Pandangan yang benar adalah bahwa gharizah an-nau’ bukanlah sesuatu yang harus dipenuhi yang bila tidak dipenuhi dapat membinasakan manusia.  Naluri ini juga bisa dialihkan dengan manjauhkan rangsangan dan membentuk pemikiran positif yang lain yang dapat mengalihkan perhatian seseorang dari naluri yang saat itu muncul.

Dengan demikian, pacaran bahkan pergaulan bebas bukanlah sebuah keharusan.  Meski mencintai lawan jenis adalah perkara yang fitrah pada manusia, namun tata cara menyalurkan rasa cinta tersebut harus sesuai dengan aturan Allah SWT.  Dalam tataran inilah gaul yang sehat dan syar’i diperlukan sebagai jawaban atas munculnya naluri jenis ini untuk menggantikan paradigma dan kebiasaan keliru yang selama ini ada pada muda mudi muslim.

Mengapa Gaul Bebas
Di samping paradigma yang keliru di atas, maraknya pergaulan bebas remaja juga disebabkan oleh lemahnya akidah dan pemahaman hukum Islam pada diri remaja muslim.  Sebab, tak jarang di antara pelaku gaul bebas adalah mereka yang sudah mengetahui haramnya berpacaran.  Rendahnya kualitas pemahaman ke-Islaman remaja muslim mengakibatkan salah kaprahnya model pergaulan yang mereka lakukan selama ini.  Mereka menganggap bahwa pacaran boleh sedangkan zina haram, curhat antar lawan jenis dianggap biasa asal tidak membicarakan masalah seksualitas, atau bercampur baur adalah hal yang tidak bisa ditolak karena beranggapan tidak mungkin membuat pemisahan.

Padahal, Allah SWT telah menurunkan seperangkat aturan yang sangat jelas untuk mengatur hubungan lawan jenis.  Salah kaprah tentang tata pergaulan ini tentu hanya bisa diselesaikan dengan memahami hukum Islam.  Oleh karena itu, selama remaja muslim jauh dari pemahaman ini maka mereka akan terjerumus pada kebiasaan yang dianggap boleh walaupun sebenarnya haram.

Di sisi lain, serangan budaya asing tidak pernah surut, bahkan semakin gencar.  Globalisasi teknologi dan komunikasi menyebabkan mudahnya semua informasi baik benar maupun salah masuk ke dalam benak remaja muslim.  Akibatnya mereka banyak tercekoki pemahaman dan budaya Barat yang menyimpang.  Walhasil, budaya asing terlihat lebih menarik dan menyenangkan sedangkan tata hukum Islam semakin diasingkan dan akhirnya dijauhi. 

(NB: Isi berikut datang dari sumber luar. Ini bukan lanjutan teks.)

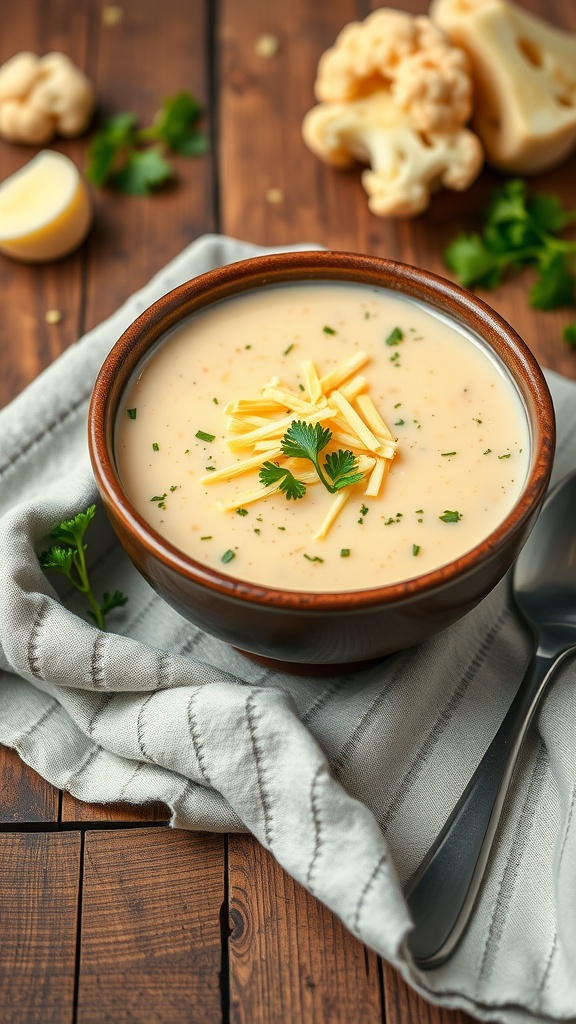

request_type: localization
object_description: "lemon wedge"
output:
[0,150,92,263]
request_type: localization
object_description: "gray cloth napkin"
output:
[0,236,576,1022]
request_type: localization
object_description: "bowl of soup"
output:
[89,251,554,674]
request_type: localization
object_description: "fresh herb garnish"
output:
[439,509,462,522]
[444,178,576,309]
[386,327,404,345]
[276,420,362,495]
[39,505,128,630]
[259,462,306,501]
[86,92,208,196]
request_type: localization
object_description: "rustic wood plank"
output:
[61,793,170,824]
[81,0,215,328]
[0,746,59,825]
[78,828,223,1024]
[0,833,81,1024]
[229,836,383,1024]
[0,0,90,407]
[384,964,476,1024]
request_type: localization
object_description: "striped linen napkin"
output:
[0,236,576,1022]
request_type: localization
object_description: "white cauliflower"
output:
[0,50,94,145]
[302,8,483,216]
[430,0,576,174]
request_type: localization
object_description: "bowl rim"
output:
[88,250,556,611]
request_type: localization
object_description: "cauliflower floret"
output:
[430,0,576,174]
[0,51,94,144]
[302,8,483,216]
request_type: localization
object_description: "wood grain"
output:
[0,833,81,1024]
[0,746,59,826]
[229,836,382,1024]
[78,828,223,1024]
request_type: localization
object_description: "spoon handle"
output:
[406,647,568,970]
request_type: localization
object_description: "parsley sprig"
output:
[86,92,208,196]
[259,462,306,501]
[444,178,576,309]
[259,420,362,499]
[39,505,128,630]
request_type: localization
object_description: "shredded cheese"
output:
[202,351,397,541]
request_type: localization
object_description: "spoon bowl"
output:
[406,472,576,970]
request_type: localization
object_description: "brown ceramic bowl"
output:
[89,252,554,674]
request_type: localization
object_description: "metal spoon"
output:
[406,472,576,970]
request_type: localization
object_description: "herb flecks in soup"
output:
[204,348,396,541]
[115,283,530,591]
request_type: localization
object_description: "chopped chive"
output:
[386,327,404,345]
[438,509,462,522]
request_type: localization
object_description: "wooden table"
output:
[0,0,576,1024]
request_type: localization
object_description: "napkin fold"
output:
[0,236,576,1022]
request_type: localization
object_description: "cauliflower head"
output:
[0,50,94,145]
[302,8,484,217]
[429,0,576,174]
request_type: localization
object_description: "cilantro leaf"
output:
[281,420,363,495]
[113,145,172,196]
[148,92,208,157]
[324,449,362,490]
[444,179,576,321]
[282,420,332,462]
[38,505,128,630]
[86,91,209,196]
[529,250,575,309]
[258,462,306,501]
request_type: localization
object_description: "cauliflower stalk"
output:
[429,0,576,174]
[302,8,484,217]
[0,50,94,145]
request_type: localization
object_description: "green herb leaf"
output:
[258,462,306,501]
[324,449,362,490]
[439,509,462,522]
[141,92,208,157]
[39,505,128,630]
[444,178,576,319]
[114,145,172,196]
[386,327,404,345]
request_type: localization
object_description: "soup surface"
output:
[115,282,530,591]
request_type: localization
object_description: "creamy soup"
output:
[115,283,530,591]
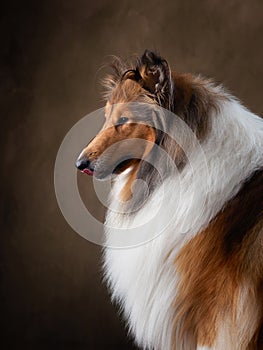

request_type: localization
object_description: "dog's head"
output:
[76,51,176,196]
[76,50,216,199]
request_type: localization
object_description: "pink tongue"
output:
[82,168,93,176]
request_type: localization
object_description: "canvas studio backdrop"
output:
[0,0,263,350]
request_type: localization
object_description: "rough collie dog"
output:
[76,50,263,350]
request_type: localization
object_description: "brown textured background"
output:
[0,0,263,350]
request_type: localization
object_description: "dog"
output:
[76,50,263,350]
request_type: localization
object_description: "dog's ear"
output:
[138,50,173,109]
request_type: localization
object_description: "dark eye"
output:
[117,117,129,125]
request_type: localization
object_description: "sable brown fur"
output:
[175,170,263,350]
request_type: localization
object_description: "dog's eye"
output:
[117,117,129,125]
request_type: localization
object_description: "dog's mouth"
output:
[81,168,94,176]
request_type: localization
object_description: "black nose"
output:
[75,157,90,170]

Sementara itu, kaum muslim masih harus hidup prihatin karena kungkukngan sistem sekuler kapitalis yang tidak menerapkan hukum Islam saat ini.  Maka, menjadi jauhlah kehidupan remaja dari tata pergaulan yang benar karena mereka tidak mampu menerapkan syariat Islam secara mudah bahkan sempurna dalam sistem seperti ini.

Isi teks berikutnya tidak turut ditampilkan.